论文阅读-ViTDet：Exploring Plain Vision Transformer Backbones for Object Detection

小白 AI 日记

已于 2022-11-19 15:36:18 修改

阅读量3.3k

点赞数 4

文章标签： transformer 目标检测 ViT 生成式预训练

于 2022-09-03 16:43:36 首次发布

本文链接：https://blog.csdn.net/qq_37662375/article/details/126675811

版权

A.写在前面

ViTDet[1] 其实就是MAE[2] 和ViT-based Mask R-CNN[3] 两项工作的衍生。

MAE提出了一种 ViT 视觉模型的生成式训练方法。ViT-based Mask R-CNN (后称MViTv1) 给出了使用ViT作为backbone的Mask R-CNN目标检测模型可以work的实现途径，并证明MAE对其性能的保证和提升。而ViTDet就是在上面提到的这些基础上，进一步改善ViT-based Mask R-CNN，通过对RPN部分优化提升其竞争力。

简单说，顺序为Mase R-CNN --> MAE --> MViTv1 --> MViTv2 --> ViTDet，后文再对这其中涉及到的实现细节解释。下图是MViTv1和ViTDet的主体结构的对比。

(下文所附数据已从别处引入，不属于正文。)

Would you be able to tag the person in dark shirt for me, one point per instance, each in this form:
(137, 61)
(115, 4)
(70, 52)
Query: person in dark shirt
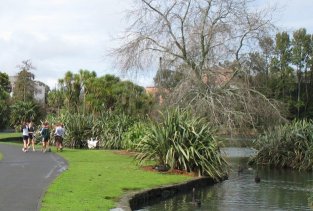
(31, 134)
(45, 133)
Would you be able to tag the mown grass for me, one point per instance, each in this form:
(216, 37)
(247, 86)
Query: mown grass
(10, 135)
(96, 179)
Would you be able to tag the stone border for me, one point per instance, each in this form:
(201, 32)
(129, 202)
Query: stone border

ViTDet (ViT-H版本)应该是我第一次见到在COCO上APbox刷到60的 (Single-scale test)，充分证明了base Transformer模型的潜力。

题外话：

ViTDet的Github主页中写着："The above models were trained and measured on 8-node with 64 NVIDIA A100 GPUs in total. *: Activation checkpointing is used."，是真的震惊，普通人玩深度学习真是越来越难了。

B.有个工作我得说说

Base Tranformer的目标检测工作还有另外一种路线，就是DETR [4] 系列。关于DERT系列和其他系列目标检测的对比我之前还有说过 [5]。DETR系列的目标检测系列也很有看点，基于此近期还有一个称为DINO [6]的工作，DINO做出了APbox63.3的结果。

C.摘要拆分

Abstract： We explore the plain, non-hierarchical Vision Transformer (ViT) as a backbone network for object detection. This design enables the original ViT architecture to be fine-tuned for object detection without needing to redesign a hierarchical backbone for pre-training. With minimal adaptations for fine-tuning, our plain-backbone detector can achieve competitive results. Surprisingly, we observe: (i) it is sufficient to build a simple feature pyramid from a single-scale feature map (without the common FPN design) and (ii) it is sufficient to use window attention (without shifting) aided with very few cross-window propagation blocks. With plain ViT backbones pre-trained as Masked Autoencoders (MAE), our detector, named ViTDet, can compete with the previous leading methods that were all based on hierarchical backbones, reaching up to 61.3 APbox on the COCO dataset using only ImageNet-1K pre-training. We hope our study will draw attention to research on plain-backbone detectors.

1.保持原有的不分层级的ViT结构去做目标检测。
2.在实现上一过程中发现，只需要从但尺度特征图中建立一个简单的特征金字塔SFP（没有常规的FPN过程）以及使用一个带有很少交叉窗口的传播模块的不带有偏移的窗口注意力过程即可使整个结构Work。
3.ViTDet在ImageNet-1K上预训练后于COCO上达到了61.3 APbox（Multi-Scale test），证明了plain-backbone的潜力。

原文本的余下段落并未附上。